Uma questão a ser considerada diz respeito ao grande número de respondentes e ao fato de que eles encontram-se dispersados por todo o território nacional, o que aponta o questionário como o meio de coleta mais indicado (VERGARA, 2009).

Desta forma, para a coleta de dados no campo, especificamente quanto aos constructos-chave da pesquisa, foram desenvolvidos questionários auto-administrados, contendo exclusivamente questões fechadas para cujas respostas foi utilizada uma escala de classificação tipo likert, de 5 pontos.
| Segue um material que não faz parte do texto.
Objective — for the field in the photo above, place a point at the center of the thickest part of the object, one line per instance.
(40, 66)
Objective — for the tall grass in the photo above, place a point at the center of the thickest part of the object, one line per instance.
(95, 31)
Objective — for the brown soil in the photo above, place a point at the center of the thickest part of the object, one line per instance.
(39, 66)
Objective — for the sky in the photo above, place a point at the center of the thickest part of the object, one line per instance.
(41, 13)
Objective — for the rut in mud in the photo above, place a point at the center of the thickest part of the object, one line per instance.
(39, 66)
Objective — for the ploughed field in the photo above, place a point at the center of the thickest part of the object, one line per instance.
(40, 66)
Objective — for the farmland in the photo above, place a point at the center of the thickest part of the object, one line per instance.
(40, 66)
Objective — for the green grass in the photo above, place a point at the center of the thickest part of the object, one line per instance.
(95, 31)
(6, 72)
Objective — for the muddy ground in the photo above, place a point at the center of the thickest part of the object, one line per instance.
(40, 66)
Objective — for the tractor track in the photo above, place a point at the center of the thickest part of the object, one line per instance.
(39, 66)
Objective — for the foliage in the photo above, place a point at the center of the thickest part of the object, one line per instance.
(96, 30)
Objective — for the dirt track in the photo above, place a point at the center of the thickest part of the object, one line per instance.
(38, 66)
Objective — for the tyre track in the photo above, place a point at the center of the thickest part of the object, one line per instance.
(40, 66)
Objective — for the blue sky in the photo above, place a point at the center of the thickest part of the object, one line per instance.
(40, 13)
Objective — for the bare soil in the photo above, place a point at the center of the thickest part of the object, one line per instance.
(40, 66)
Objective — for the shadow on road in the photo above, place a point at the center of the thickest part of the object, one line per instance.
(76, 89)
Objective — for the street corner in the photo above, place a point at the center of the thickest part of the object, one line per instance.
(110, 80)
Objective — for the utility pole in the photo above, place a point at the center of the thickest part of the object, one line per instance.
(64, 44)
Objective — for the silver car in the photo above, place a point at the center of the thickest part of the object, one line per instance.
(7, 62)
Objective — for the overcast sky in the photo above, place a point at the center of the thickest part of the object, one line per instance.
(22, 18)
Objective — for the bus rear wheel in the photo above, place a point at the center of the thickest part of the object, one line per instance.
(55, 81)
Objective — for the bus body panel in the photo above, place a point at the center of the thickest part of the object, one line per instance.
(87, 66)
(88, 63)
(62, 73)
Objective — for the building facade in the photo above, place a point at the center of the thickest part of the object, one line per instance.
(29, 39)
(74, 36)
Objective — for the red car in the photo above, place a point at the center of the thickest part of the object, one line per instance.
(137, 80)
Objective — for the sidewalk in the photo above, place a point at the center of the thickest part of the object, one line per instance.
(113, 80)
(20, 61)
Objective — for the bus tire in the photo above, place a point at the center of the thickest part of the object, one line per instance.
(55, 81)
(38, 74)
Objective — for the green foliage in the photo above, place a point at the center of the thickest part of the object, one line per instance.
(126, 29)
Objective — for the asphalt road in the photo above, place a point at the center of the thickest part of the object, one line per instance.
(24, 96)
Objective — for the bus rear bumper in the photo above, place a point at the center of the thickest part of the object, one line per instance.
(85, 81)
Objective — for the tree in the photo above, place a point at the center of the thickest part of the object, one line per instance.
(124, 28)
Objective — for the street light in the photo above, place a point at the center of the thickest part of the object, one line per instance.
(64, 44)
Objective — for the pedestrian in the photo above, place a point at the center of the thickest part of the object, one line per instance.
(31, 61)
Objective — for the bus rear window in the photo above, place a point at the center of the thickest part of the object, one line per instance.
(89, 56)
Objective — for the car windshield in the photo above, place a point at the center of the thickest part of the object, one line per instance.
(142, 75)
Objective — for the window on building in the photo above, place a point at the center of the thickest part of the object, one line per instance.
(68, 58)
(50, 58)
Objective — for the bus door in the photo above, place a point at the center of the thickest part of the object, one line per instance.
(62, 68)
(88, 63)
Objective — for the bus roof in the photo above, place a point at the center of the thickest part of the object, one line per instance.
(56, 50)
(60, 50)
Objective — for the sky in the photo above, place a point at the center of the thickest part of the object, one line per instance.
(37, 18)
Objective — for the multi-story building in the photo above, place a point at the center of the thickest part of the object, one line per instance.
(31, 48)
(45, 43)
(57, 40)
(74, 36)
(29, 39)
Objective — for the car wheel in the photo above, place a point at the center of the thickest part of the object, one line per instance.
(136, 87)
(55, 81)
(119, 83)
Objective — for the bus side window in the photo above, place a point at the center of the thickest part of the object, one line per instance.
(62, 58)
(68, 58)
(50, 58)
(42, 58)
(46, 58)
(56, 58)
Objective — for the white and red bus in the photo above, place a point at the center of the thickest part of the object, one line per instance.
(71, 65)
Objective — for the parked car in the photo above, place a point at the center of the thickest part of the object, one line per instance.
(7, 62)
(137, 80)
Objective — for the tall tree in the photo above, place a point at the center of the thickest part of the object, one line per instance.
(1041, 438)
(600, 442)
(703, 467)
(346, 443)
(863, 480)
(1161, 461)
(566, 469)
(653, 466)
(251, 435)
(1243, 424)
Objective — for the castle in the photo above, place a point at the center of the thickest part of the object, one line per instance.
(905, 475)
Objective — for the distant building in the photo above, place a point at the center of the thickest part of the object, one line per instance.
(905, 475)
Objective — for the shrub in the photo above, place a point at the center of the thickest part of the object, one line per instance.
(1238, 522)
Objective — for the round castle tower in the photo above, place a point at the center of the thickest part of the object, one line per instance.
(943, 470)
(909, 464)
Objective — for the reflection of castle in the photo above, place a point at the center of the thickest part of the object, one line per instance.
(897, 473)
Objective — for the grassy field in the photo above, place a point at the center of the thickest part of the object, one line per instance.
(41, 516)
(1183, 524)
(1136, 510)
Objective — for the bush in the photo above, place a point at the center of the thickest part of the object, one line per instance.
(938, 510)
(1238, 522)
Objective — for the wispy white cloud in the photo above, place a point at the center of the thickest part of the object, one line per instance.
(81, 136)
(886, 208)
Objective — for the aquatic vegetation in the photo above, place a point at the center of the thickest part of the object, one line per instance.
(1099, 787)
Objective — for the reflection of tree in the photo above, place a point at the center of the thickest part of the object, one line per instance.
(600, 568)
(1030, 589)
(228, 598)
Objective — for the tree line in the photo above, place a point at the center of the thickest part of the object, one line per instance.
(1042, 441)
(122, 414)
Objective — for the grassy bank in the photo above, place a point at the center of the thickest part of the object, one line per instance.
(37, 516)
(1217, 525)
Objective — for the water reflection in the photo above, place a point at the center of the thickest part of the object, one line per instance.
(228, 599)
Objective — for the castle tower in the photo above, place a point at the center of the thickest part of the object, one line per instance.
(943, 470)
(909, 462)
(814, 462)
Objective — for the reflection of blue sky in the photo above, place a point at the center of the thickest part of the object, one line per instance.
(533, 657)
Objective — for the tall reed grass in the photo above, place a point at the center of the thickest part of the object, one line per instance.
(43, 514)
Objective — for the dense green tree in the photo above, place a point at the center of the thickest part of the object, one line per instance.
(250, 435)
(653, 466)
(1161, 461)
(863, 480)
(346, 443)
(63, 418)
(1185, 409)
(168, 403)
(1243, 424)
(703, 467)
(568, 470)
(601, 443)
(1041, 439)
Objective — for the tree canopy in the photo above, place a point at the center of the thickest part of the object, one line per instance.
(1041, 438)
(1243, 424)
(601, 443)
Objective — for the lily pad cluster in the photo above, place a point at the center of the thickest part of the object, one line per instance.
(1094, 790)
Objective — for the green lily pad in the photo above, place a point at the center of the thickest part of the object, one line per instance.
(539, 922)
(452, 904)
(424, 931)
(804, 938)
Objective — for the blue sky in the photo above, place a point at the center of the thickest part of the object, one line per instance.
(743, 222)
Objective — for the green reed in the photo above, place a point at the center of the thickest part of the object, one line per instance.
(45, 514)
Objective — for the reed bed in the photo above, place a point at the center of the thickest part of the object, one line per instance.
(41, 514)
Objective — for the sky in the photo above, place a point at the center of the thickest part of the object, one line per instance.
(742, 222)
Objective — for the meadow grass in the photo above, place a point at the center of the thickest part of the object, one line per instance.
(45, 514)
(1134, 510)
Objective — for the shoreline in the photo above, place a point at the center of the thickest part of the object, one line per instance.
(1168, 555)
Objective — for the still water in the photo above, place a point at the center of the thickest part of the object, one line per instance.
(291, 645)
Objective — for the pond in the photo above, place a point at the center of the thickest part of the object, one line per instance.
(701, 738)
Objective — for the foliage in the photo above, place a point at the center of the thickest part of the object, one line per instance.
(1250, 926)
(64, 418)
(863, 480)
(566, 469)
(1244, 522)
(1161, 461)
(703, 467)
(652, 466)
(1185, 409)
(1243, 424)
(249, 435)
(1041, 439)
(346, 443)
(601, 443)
Algumas outras questões (abertas e fechadas) também foram elaboradas para identificação de dados demográficos dos respondentes.

Cada parte dos instrumentos de coleta (descritos na seção 4.2) contém questões relativas a um constructo específico, sendo que estas questões foram distribuídas de forma alternada, considerando as dimensões que compõem o constructo. Desta forma, por exemplo, as 20 questões que buscam identificar o grau das expectativas iniciais dos servidores estão distribuídas alternadamente, considerando as 5 dimensões propostas por Rousseau (2000).